• Author(s):Xuxin Cheng, Jialong Li, Shiqi Yang, Ge Yang, Xiaolong Wang

“Open-TeleVision: Teleoperation with Immersive Active Visual Feedback” introduces Open-TeleVision, a cutting-edge teleoperation system designed to enhance the collection of on-robot data for robot learning from demonstrations. This system aims to improve the intuitiveness and ease of use of teleoperation, which are crucial for ensuring high-quality, diverse, and scalable data collection.

Open-TeleVision leverages immersive virtual reality (VR) technology to provide operators with an active visual feedback system. This system allows operators to perceive the robot’s surroundings in a stereoscopic manner, creating an immersive experience where the operator’s arm and hand movements are mirrored by the robot. This setup makes it feel as though the operator’s mind is transmitted into the robot’s embodiment, enhancing the sense of presence and control.

The system is validated through experiments involving data collection and training imitation learning policies on four long-horizon, precise tasks: Can Sorting, Can Insertion, Folding, and Unloading. These tasks are performed using two different humanoid robots, demonstrating the versatility and effectiveness of Open-TeleVision in real-world applications.

A significant innovation of Open-TeleVision is its use of a single active stereo RGB camera mounted on the robot’s head, which mimics human head movements to observe a large workspace. During teleoperation, the camera moves in sync with the operator’s head, streaming real-time, ego-centric 3D observations to the VR device. This first-person active sensing provides a more intuitive mechanism for the user to explore the environment and focus on important regions for detailed interactions. For imitation learning, this active camera setup allows the policy to imitate head movements along with manipulative actions, reducing the processing load and enabling smooth, real-time, and precise control.

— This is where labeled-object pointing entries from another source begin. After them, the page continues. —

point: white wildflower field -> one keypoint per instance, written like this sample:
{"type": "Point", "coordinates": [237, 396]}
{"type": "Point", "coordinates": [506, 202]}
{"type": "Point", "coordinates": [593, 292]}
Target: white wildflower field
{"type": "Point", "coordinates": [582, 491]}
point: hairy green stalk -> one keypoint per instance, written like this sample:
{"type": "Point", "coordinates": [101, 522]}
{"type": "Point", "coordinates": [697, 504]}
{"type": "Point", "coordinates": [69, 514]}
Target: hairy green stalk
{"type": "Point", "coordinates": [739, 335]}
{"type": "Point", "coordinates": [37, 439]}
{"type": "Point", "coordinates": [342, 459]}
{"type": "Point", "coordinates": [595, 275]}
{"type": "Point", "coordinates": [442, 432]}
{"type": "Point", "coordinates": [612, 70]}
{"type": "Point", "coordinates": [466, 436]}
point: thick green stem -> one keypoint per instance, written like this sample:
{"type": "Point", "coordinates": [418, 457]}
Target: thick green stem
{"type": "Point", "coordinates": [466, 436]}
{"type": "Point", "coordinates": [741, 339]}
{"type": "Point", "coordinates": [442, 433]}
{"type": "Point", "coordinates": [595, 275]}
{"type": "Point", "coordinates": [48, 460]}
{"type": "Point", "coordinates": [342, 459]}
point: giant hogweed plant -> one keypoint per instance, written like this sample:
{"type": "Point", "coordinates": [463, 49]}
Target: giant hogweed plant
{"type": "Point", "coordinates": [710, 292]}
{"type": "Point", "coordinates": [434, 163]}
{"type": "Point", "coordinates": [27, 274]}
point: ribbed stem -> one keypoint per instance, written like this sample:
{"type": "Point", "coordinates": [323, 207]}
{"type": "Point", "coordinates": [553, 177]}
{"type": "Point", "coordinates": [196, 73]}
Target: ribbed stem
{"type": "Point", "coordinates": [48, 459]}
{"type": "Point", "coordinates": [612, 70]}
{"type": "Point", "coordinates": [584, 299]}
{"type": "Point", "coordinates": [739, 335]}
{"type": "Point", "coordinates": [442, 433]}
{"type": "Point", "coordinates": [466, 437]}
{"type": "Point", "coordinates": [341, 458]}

The paper also highlights the benefits of streaming stereoscopic video from the robot’s perspective to the operator’s eyes, which enhances spatial understanding and task performance. User studies confirm the importance of stereo perception for spatial awareness, although the system currently lacks other forms of feedback, such as haptic feedback, which could further improve performance in tactile-intensive tasks. “Open-TeleVision: Teleoperation with Immersive Active Visual Feedback” presents a significant advancement in teleoperation systems. By integrating VR technology and active visual feedback, the authors provide a powerful tool for precise and long-horizon manipulation tasks. This research has important implications for various applications, including robotics, industrial automation, and remote operation, making teleoperation more intuitive and effective for users. The system is open-sourced, promoting further research and development in this field.